Attorneys for Evergreen teenager Justine Winter presented the bulk of their case to the jury Tuesday, including a new interpretation of the text message exchange that occurred minutes before a fatal car crash in 2009.
The defense asserted that the messages were conversational rather than suicidal.
Seventeen-year-old Winter is accused of two counts of deliberate homicide for her involvement in a car crash on March 19, 2009, that killed Erin Thompson, 35, and her son, Caden Odell, 13.
Investigators charged Winter after reading several text messages she and her then boyfriend, Ryan Langford, had exchanged just minutes before the crash.
The texts, presented by the prosecution as evidence and read in court last Friday, included messages such as, “Goodbye ryan … just know that i am telling the truth when i tell you i love you. my last words. I Love You Ryan!” and “if i won. I would have you. And i wouldn’t crash my car.”
According to the prosecution, the texts indicated that Winter was suicidal and intentionally drove her Pontiac Grand Am across the U.S. Highway 93 centerline and into Thompson’s Subaru.
According linguist Robert Leonard, however, the texts were part of an ongoing conversation between Langford and Winter in which they talked about killing themselves as a power play for control in the relationship.
“It clearly is not a suicide note,” Leonard said.
While he noted that law enforcement was right to initially focus on the text conversation in light of the accident, Leonard said further analysis of the exchange shows typical teenage hyperbole.
“The analysis of things that seem clear very often shows us we misunderstood,” he said.

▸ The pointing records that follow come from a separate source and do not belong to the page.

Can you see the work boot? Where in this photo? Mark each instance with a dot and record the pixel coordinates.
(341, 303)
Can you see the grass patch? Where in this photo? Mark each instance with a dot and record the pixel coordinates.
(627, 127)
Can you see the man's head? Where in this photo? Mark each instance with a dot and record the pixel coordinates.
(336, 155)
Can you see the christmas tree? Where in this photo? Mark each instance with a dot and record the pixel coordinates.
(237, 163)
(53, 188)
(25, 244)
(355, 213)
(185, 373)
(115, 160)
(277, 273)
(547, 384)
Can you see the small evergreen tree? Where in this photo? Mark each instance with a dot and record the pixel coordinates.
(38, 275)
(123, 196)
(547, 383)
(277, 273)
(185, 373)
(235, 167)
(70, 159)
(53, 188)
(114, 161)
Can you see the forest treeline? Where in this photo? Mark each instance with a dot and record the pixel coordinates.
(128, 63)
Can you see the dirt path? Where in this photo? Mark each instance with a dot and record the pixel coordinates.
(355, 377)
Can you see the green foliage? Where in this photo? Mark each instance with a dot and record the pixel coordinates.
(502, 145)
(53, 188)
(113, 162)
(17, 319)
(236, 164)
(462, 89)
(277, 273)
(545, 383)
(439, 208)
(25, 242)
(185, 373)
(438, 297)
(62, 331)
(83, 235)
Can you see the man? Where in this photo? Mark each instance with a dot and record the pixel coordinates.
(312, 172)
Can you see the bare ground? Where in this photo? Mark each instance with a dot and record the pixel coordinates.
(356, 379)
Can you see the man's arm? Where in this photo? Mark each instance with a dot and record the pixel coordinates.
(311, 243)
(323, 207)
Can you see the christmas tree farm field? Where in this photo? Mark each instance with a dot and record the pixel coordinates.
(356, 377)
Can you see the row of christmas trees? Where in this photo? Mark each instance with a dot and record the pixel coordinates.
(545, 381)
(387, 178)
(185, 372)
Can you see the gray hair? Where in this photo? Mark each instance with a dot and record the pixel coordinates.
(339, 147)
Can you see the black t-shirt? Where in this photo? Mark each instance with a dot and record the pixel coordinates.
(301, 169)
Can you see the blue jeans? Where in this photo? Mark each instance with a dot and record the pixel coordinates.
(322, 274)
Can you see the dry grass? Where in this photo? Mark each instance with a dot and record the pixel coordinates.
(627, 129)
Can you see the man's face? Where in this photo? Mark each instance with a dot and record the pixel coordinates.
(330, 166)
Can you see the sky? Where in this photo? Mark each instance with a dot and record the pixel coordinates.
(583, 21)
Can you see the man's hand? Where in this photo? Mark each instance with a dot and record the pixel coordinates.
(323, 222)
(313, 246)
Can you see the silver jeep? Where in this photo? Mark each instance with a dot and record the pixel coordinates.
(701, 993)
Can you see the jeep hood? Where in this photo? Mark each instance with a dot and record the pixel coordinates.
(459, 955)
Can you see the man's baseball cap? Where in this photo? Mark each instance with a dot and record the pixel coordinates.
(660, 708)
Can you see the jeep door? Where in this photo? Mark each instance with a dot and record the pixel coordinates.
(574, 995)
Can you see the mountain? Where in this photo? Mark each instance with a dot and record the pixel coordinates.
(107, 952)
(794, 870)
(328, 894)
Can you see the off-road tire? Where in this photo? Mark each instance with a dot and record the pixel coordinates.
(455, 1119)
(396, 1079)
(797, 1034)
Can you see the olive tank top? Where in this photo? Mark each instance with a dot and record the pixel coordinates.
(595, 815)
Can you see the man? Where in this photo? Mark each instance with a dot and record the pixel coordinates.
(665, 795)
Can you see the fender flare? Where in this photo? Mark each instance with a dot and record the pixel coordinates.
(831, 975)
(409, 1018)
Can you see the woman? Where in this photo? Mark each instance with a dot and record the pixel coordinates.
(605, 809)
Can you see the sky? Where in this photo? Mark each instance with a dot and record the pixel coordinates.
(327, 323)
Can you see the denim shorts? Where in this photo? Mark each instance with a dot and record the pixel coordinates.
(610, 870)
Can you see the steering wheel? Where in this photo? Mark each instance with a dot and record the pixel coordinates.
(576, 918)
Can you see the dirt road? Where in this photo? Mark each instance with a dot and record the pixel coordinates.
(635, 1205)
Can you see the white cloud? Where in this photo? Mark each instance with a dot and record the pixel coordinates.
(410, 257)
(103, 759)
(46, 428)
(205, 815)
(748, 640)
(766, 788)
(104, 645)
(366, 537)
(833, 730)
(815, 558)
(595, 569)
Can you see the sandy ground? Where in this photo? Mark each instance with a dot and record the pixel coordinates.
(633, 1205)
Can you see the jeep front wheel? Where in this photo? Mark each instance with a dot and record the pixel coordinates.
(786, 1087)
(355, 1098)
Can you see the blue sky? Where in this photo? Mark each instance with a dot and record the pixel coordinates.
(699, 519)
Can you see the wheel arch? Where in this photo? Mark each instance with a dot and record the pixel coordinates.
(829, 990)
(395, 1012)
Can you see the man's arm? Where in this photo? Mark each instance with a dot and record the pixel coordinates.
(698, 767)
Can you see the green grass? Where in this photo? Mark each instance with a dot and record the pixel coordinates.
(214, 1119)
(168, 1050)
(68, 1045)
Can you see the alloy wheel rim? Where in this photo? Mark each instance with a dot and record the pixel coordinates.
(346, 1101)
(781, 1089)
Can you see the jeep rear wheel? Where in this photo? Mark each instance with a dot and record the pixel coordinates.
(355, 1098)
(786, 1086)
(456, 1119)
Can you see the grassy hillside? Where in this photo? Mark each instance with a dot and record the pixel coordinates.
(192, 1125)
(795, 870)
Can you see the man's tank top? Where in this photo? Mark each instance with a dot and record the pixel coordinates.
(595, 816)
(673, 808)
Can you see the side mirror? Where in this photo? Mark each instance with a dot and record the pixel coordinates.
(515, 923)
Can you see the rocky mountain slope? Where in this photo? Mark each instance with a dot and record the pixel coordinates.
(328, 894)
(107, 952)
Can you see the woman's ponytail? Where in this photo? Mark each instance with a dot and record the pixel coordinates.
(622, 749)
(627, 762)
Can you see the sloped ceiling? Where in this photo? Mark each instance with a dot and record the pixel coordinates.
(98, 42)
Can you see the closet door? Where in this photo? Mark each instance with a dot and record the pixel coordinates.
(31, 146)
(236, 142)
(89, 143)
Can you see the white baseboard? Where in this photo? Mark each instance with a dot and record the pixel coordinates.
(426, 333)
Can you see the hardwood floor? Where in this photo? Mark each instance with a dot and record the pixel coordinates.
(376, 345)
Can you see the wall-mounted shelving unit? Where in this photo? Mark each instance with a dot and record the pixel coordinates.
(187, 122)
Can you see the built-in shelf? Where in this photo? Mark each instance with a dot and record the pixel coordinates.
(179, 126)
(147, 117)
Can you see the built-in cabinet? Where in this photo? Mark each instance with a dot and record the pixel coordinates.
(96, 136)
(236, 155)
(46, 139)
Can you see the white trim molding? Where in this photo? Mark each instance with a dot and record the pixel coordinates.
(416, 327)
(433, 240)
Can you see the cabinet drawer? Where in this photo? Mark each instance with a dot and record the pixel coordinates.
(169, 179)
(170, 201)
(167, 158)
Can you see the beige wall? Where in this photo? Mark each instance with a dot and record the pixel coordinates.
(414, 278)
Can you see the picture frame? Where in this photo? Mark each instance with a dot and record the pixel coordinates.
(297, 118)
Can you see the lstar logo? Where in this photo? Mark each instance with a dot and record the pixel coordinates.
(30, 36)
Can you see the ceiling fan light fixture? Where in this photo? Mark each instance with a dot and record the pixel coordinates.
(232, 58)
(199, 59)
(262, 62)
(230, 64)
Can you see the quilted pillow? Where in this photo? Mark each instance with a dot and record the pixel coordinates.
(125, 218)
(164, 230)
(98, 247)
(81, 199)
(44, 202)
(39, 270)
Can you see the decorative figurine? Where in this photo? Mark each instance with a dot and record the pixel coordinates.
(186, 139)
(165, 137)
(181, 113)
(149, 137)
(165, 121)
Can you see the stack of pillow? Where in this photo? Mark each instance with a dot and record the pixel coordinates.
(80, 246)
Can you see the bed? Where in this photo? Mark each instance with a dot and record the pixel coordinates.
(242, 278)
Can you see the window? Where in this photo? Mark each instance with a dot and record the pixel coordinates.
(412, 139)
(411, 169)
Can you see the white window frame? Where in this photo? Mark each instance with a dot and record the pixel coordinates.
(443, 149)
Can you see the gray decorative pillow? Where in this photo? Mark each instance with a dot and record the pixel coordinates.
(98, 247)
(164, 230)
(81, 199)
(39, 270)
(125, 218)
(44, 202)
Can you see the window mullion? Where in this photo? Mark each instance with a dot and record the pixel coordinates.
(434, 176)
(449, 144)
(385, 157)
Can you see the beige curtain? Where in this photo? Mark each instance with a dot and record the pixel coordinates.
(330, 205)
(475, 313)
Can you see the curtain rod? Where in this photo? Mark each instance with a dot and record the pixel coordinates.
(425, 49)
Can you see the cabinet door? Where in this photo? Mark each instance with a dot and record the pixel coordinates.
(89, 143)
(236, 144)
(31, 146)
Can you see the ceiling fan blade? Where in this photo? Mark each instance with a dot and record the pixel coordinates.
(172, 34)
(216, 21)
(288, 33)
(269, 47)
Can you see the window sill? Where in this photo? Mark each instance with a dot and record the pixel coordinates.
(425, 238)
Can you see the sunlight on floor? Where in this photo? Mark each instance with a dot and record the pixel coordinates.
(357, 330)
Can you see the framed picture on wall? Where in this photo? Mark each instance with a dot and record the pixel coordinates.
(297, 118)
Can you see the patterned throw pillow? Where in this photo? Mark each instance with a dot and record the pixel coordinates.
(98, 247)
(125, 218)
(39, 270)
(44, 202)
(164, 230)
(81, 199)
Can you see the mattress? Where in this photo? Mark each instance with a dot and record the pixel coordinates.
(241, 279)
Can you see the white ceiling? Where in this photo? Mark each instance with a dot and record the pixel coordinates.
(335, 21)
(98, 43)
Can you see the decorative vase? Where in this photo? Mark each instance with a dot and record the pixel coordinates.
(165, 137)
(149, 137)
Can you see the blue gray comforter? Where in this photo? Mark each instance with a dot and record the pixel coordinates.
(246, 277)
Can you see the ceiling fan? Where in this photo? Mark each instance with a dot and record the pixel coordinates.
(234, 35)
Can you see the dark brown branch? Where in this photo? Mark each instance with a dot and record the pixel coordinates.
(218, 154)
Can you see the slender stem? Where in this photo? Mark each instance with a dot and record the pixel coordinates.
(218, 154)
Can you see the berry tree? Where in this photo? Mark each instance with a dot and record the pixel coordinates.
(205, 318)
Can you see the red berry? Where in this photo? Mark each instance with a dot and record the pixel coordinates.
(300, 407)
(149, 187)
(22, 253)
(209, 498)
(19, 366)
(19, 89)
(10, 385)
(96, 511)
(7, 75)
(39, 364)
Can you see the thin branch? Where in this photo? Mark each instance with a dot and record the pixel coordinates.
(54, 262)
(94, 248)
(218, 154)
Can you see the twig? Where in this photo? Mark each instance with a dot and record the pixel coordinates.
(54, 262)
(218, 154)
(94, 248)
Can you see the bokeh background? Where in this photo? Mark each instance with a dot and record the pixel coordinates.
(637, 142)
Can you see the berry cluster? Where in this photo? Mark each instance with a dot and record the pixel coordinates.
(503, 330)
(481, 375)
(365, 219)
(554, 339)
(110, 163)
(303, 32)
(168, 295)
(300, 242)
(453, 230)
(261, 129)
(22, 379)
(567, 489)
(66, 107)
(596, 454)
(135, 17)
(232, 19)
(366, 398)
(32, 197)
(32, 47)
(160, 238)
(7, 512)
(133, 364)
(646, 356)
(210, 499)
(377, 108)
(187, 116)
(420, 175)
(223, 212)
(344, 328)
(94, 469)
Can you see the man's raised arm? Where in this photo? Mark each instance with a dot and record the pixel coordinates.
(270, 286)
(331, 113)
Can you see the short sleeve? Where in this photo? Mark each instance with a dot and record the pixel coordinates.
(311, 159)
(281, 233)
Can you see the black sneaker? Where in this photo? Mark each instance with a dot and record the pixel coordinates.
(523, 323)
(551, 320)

By introducing “suicide posturing” into the conversation, Leonard said Winter was trying to up the ante and attempt to get the response she wanted from her boyfriend. His responses, such as “You kill yourself i kill myself So come on and don’t be selfish,” deflated her attempt to gain the upper-hand in the argument, Leonard said.
During cross-examination by Deputy County Attorney Lori Adams, Leonard said he did not know exactly what was going through the teenagers’ minds the night of the crash, but stuck by his analysis.
“I analyze language; I am not a mind reader,” Leonard said.
Lenoard, a linguistics professor who also works for federal agencies on threat assessments, said that when considering a threat, it is important to know who the threat is coming from. He said that the assertion that Winter became not only suicidal but homicidal that night in her car did not fit the research on her that he had reviewed.
Scott Poland, a licensed school psychologist who specializes in suicide studies, agreed with Leonard’s assessment of Winter.
“I had absolutely no indication or evidence that Justine was someone who put herself in danger,” Leonard said, adding later, “I did not see the pattern of youth suicide I look for based on my experience.”
Poland said he came to this conclusion after reading reports on Winter from social workers, doctors, linguists, teachers and court transcripts from previous hearings.
In a typical suicide, Poland said the victim experiences multiple, devastating events in their life, along with usually suffering from a mental illness like depression.
“A lot of things have to go wrong at once,” he said.
And while Poland acknowledged that Winter had some family problems at home, he said that sort of situation was probably not severe enough to make her suicidal.
“You don’t become suicidal because your parents are having some difficulty,” Poland said.
Adams then asked Poland if he knew what Winter’s frame of mind had been on March 19, 2009, to which he replied that he did not.
“Nobody knows what Justine Winter’s mental state was on March 19, 2009,” Adams said.
The defense also presented the jury with a different interpretation of how the crash happened through the testimony of engineer Scott Curry.
Curry, who spent upwards of six hours on the stand from Monday to Tuesday, said that through his crash reconstruction analysis, investigation and document review, he concluded that the crash happened in Winter’s southbound lane rather than Thompson’s lane.
Previous testimony from Montana Highway Patrol Trooper Glen Barcus indicated that the point of impact had been in Thompson’s lane and that Winter had crossed the centerline.
But Curry testified that he found no markers from Winter’s car in Thompson’s northbound lane. He also said that the bridge deck was wet that night, which could have led to fewer tire marks from non-studded tires, like those of the Subaru, on the concrete.
Curry also said he found that Thompson’s Subaru model had been recalled due to the master brake cylinder not working well in cold weather.
“It actually had created some accidents when people hadn’t been able to stop as fast,” Curry said.
County Attorney Ed Corrigan questioned Curry on his qualifications in accident reconstruction, noting that Curry’s resume lists eight reconstruction projects, two of which were listed twice.
Curry said that his training as an engineer and training on car accidents he received while working for the U.S. Forest Service qualified him to reconstruct this crash.
The prosecution is expected to present eight rebuttal witnesses on Wednesday, which should complete evidence presentation. Closing arguments are expected on Thursday, after which the jurors will begin their deliberations.